How Not to Create an HIE

Sometimes, the job of an analyst can be so frustrating.

A core part of the Chilmark Research charter is to educate healthcare stakeholders on critical trends in the marketplace that will lead to better, more successful adoption of IT and subsequently improve the health of the nation (if not the world).  There are a couple of things we have learned along the way:

1) Little if anything gets adopted at scale in the healthcare sector (and for that matter virtually any other market) if it does not provide value to the end user that exceeds risk. That risk could be privacy, it could be a productivity hit, it may be liability; plenty of risk in healthcare, both perceived and real to trip up an IT initiative.

2) Provider engagement is crucial but if we really want to improve the health of the nation while concurrently lowering total healthcare spend (or at least slowing its growth) consumers/patients must also be engaged.

With those two points in mind, I was sadden and to some extent shocked at the press release announcing the formation of the New Hampshire Health Information Organization (NH-HIO). As I read this PR all I could think of was OMG, are they serious, is this their vision? If that is a vision, the NH-HIO leadership is wearing a blindfold.

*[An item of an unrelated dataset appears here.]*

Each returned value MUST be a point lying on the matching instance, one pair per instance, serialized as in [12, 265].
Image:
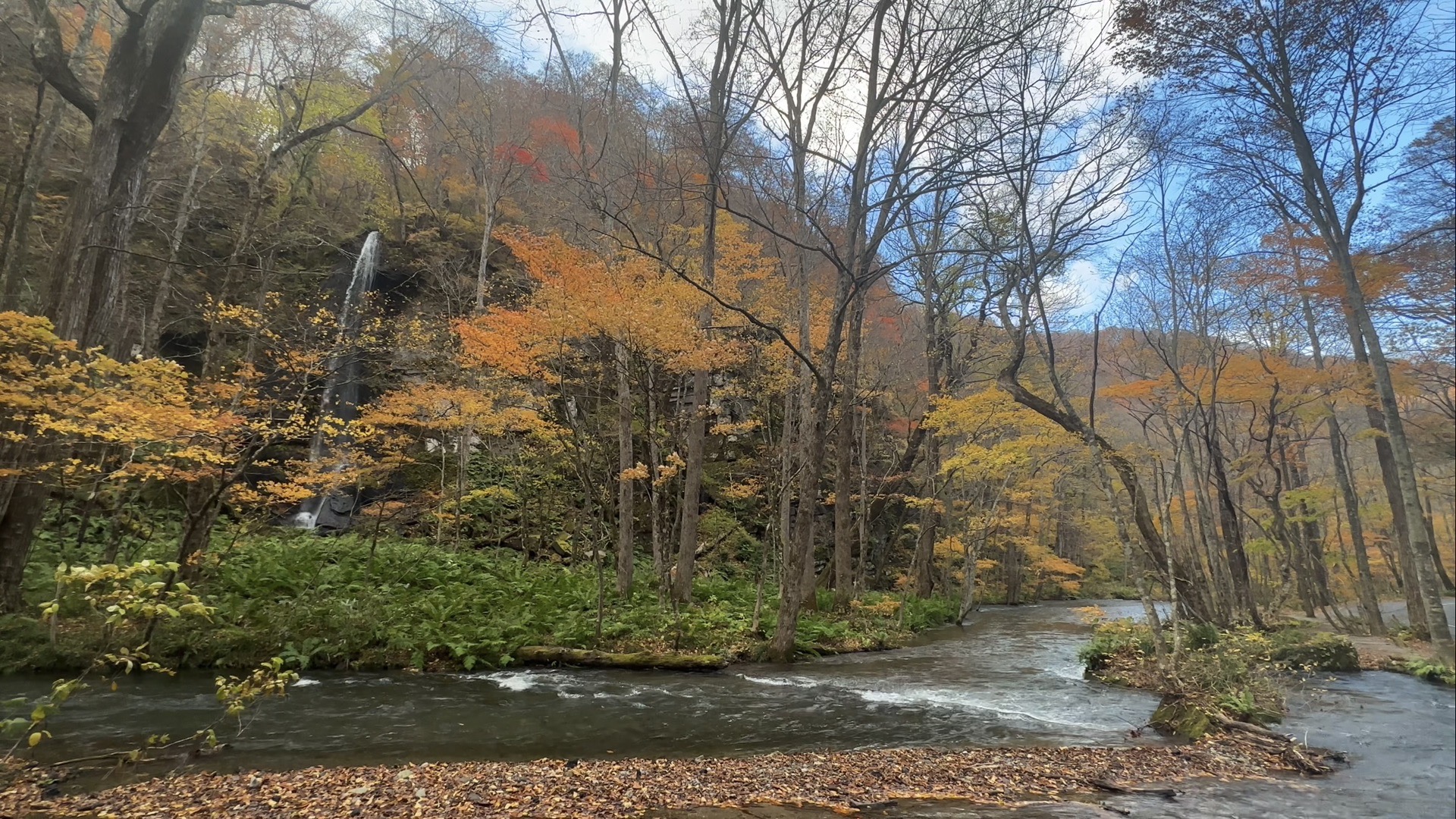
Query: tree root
[1294, 754]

So what brought on such a visceral response? Going back to those two points above:

1) Pushing summaries, referrals and orders electronically is the most basic function of any HIE and any quasi-government HIE, of which the NH-HIO is one, that has stated this as their core function has struggled to survive without some form of continual government subsidy. This isn’t a vision, this is just the same old, same old – your grandpapa’s HIE and will likely meet the same fate as that of Carespark and a host of others. Such an HIE provides very little, if any value to providers. And don’t even get us started on talking about the Fed’s Direct which frankly will do what NH-HIO envisions and doesn’t even need any overhead infrastructure, just a provider directory.

2) Nowhere in this fairly long and verbose PR is there any mention of what the citizen of New Hampshire gets out of the NH-HIO. Will they have equal access to their records? Will they be cc’d when summaries are sent so those files can get dropped into their personal, self-controlled folders, be it on their hard drive, their cloud service email account or even HealthVault? Nothing, absolutely nothing is said in this PR that relates to the consumer/patient. Talk about lack of vision. Geez, he says as he slaps his palm against his forehead.

Just to be fair, New Hampshire is not alone in lacking vision. This scenario has played out before and will likely be seen again but in this time of enormous government investments being made to facilitate the delivery of healthcare services via IT to ultimately reign in healthcare spending, examples such as this are the exact opposite as they will not lower costs and are a colossal waste of precious tax payer dollars.

Please, someone stop this madness.

John Moore is an IT Analyst at Chilmark Research, where this post was first published.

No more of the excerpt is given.